CONSUMER = Consumer(CONFIGURATIONS)  # Similarly, initializes a Kafka consumer.

consumer_active = (
    True  # Flag to control the while loop in the consume_matches function.
)


CONSUMER.subscribe(["nba"])  # Subscribes the consumer to the 'nba' topic.

consumer_thread = Thread(target=consume_matches, args=(CONSUMER, "nba"))
consumer_thread.start()

%4|1691959936.437|CONFWARN|rdkafka#producer-1| [thrd:app]: Configuration property group.id is a consumer property and will be ignored by this producer instance
%4|1691959936.437|CONFWARN|rdkafka#producer-1| [thrd:app]: Configuration property auto.offset.reset is a consumer property and will be ignored by this producer instance


### Streaming the Test Data as a Demonstration
The code attempts to read and stream the test input that was saved before, and for each batch of the stream calls the ```produce_matches``` function. If there's any issue (like a streaming error), it prints the problem and safely stops the background consumer thread, ```consume_matches```, which was started earlier.

In [None]:
try:
    test_df = spark.readStream.schema(matches_test.schema).parquet(
        str(input_path / "test_input")
    )

    test_stream = test_df.writeStream.foreachBatch(produce_matches).start()

    test_stream.awaitTermination()

except Exception as ex:
    print(ex)
    # Stop the consume_matches thread by setting the controlling flag to False.
    consumer_active = False
    # Wait for the consumer_thread to finish.
    consumer_thread.join()

23/08/13 23:52:20 WARN ResolveWriteToStream: Temporary checkpoint location created which is deleted normally when the query didn't fail: /tmp/temporary-23e6a27d-7e41-475c-a2d9-a6cf0d538add.

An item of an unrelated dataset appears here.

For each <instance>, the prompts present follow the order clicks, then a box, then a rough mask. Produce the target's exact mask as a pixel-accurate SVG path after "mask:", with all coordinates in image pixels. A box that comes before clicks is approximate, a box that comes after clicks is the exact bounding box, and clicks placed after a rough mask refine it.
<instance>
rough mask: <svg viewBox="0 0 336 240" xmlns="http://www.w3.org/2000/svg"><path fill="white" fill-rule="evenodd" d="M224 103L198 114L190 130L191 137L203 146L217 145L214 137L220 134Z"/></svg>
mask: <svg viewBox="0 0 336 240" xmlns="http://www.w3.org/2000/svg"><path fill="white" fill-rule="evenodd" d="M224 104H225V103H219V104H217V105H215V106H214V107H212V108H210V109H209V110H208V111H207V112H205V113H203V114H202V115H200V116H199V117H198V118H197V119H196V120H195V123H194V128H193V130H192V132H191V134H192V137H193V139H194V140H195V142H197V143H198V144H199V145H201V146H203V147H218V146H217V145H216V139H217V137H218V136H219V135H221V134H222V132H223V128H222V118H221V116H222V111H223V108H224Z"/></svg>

If it's required to delete it under any circumstances, please set spark.sql.streaming.forceDeleteTempCheckpointLocation to true. Important to know deleting temp checkpoint folder is best effort.
23/08/13 23:52:20 WARN ResolveWriteToStream: spark.sql.adaptive.enabled is not supported in streaming DataFrames/Datasets and will be disabled.